En el pasado reciente ha habido involución. La investidura presidencial se volvió parte de la contienda y al hacerlo, dificultó el necesario tránsito hacia la democracia interna de los partidos, que castigan la disidencia interna con la exclusión real o virtual. El espacio que han ganado autoridades locales ha propiciado el interés de quienes mandan de interferir en el proceso sucesorio en sus partidos o en la elección constitucional. En estas horas de la democracia, la alternancia, poder dividido y de las libertades, en los resultados nos vemos cada vez más dibujados en el espejo del México autoritario.

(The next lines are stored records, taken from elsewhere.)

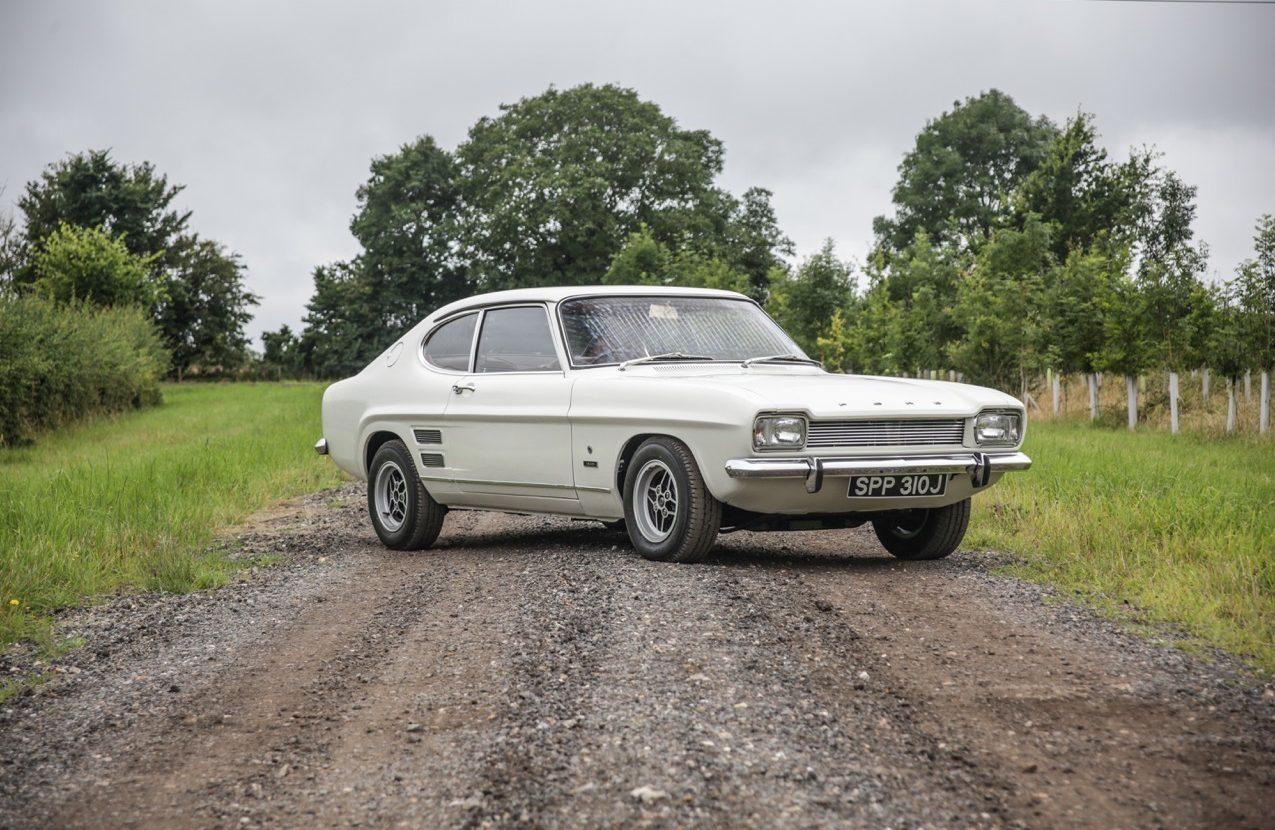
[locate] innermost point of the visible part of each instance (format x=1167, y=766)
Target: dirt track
x=534, y=672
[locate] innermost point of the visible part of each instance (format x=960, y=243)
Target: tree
x=752, y=244
x=958, y=181
x=643, y=260
x=647, y=262
x=1129, y=346
x=808, y=300
x=86, y=264
x=1075, y=306
x=343, y=329
x=998, y=307
x=13, y=250
x=407, y=225
x=1255, y=290
x=205, y=307
x=92, y=190
x=281, y=352
x=872, y=338
x=555, y=185
x=1083, y=194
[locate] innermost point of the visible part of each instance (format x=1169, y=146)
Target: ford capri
x=676, y=413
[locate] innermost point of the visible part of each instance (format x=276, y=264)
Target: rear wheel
x=403, y=514
x=670, y=513
x=923, y=534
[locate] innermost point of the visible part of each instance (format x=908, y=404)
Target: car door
x=510, y=435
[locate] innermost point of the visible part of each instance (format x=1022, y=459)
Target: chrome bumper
x=978, y=465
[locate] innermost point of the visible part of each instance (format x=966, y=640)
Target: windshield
x=602, y=330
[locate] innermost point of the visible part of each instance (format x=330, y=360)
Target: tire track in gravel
x=536, y=672
x=1080, y=724
x=712, y=694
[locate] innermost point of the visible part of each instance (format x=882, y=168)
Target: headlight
x=779, y=432
x=997, y=429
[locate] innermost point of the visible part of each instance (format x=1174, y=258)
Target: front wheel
x=403, y=513
x=670, y=513
x=923, y=534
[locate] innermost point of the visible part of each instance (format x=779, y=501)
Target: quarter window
x=449, y=344
x=515, y=341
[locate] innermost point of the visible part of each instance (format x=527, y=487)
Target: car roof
x=557, y=293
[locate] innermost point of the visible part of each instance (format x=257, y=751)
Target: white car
x=678, y=412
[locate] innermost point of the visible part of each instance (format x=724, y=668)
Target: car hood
x=828, y=395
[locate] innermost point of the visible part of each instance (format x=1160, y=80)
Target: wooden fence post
x=1131, y=390
x=1173, y=403
x=1231, y=404
x=1264, y=420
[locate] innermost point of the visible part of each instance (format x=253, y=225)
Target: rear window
x=449, y=344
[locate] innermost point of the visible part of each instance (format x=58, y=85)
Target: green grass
x=1182, y=528
x=134, y=501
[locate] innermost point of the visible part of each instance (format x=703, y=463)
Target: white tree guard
x=1231, y=404
x=1173, y=403
x=1264, y=420
x=1131, y=390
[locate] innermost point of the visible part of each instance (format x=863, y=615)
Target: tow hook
x=982, y=472
x=815, y=477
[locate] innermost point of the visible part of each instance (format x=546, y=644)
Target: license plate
x=896, y=486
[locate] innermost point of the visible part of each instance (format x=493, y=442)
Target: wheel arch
x=375, y=441
x=630, y=448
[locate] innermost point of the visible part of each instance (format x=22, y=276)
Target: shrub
x=91, y=264
x=61, y=362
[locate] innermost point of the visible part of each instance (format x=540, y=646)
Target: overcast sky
x=269, y=112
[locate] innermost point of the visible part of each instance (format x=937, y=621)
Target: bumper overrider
x=978, y=465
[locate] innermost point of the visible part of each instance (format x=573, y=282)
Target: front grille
x=896, y=432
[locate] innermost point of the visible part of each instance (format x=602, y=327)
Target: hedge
x=63, y=362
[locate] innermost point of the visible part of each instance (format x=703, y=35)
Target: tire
x=682, y=519
x=923, y=534
x=403, y=514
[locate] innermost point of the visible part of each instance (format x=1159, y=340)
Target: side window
x=449, y=344
x=515, y=341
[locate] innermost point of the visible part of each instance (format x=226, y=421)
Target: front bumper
x=978, y=465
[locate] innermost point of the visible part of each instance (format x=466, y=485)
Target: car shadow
x=820, y=550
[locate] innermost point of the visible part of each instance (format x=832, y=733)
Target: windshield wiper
x=666, y=356
x=777, y=358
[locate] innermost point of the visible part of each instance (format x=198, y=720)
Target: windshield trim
x=706, y=295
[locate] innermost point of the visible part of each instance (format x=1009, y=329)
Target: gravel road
x=537, y=672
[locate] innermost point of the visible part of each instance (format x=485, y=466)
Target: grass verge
x=133, y=501
x=1180, y=527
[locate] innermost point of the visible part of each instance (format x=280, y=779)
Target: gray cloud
x=270, y=112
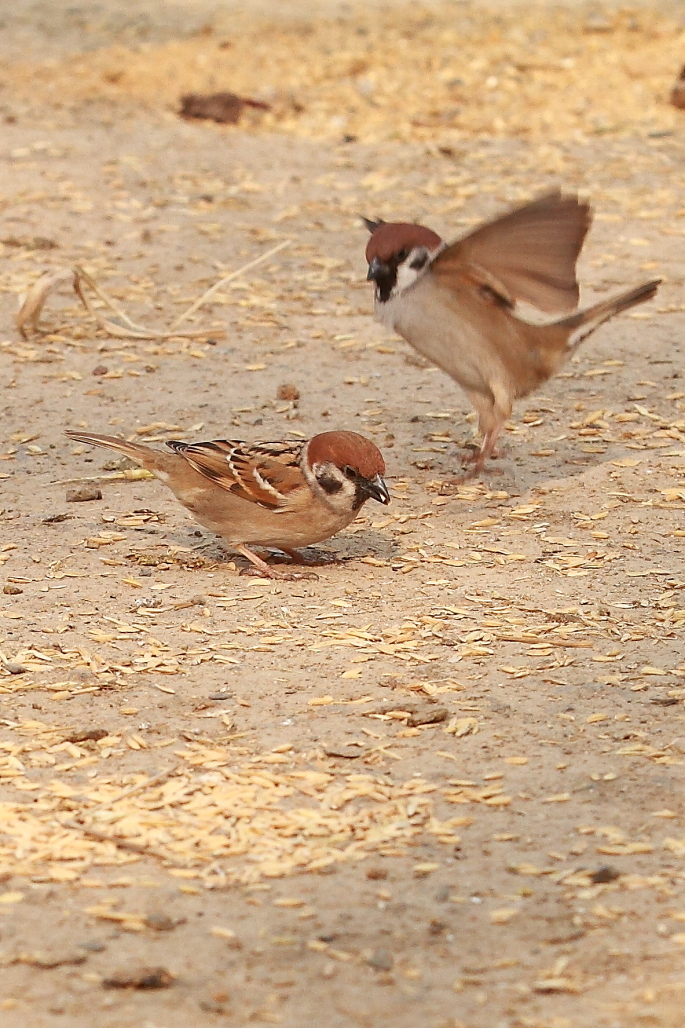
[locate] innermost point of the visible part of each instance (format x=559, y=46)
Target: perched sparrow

Es preciso recuperar la confianza compartida de que la disputa del poder debe tener cauce a través de las elecciones. Las reformas planteadas en el Congreso mucho pueden contribuir, así como una actitud de los partidos de un mayor compromiso con la democracia, sus reglas y principios. Lo más significativo es lo que hagan las autoridades; no es cuestión de fiscales, sanciones o intimidación, nada mejor que la
convicción de quienes tienen la investidura sobre la claridad de su compromiso: ejercer responsablemente el poder sin otro propósito que el bien de la República.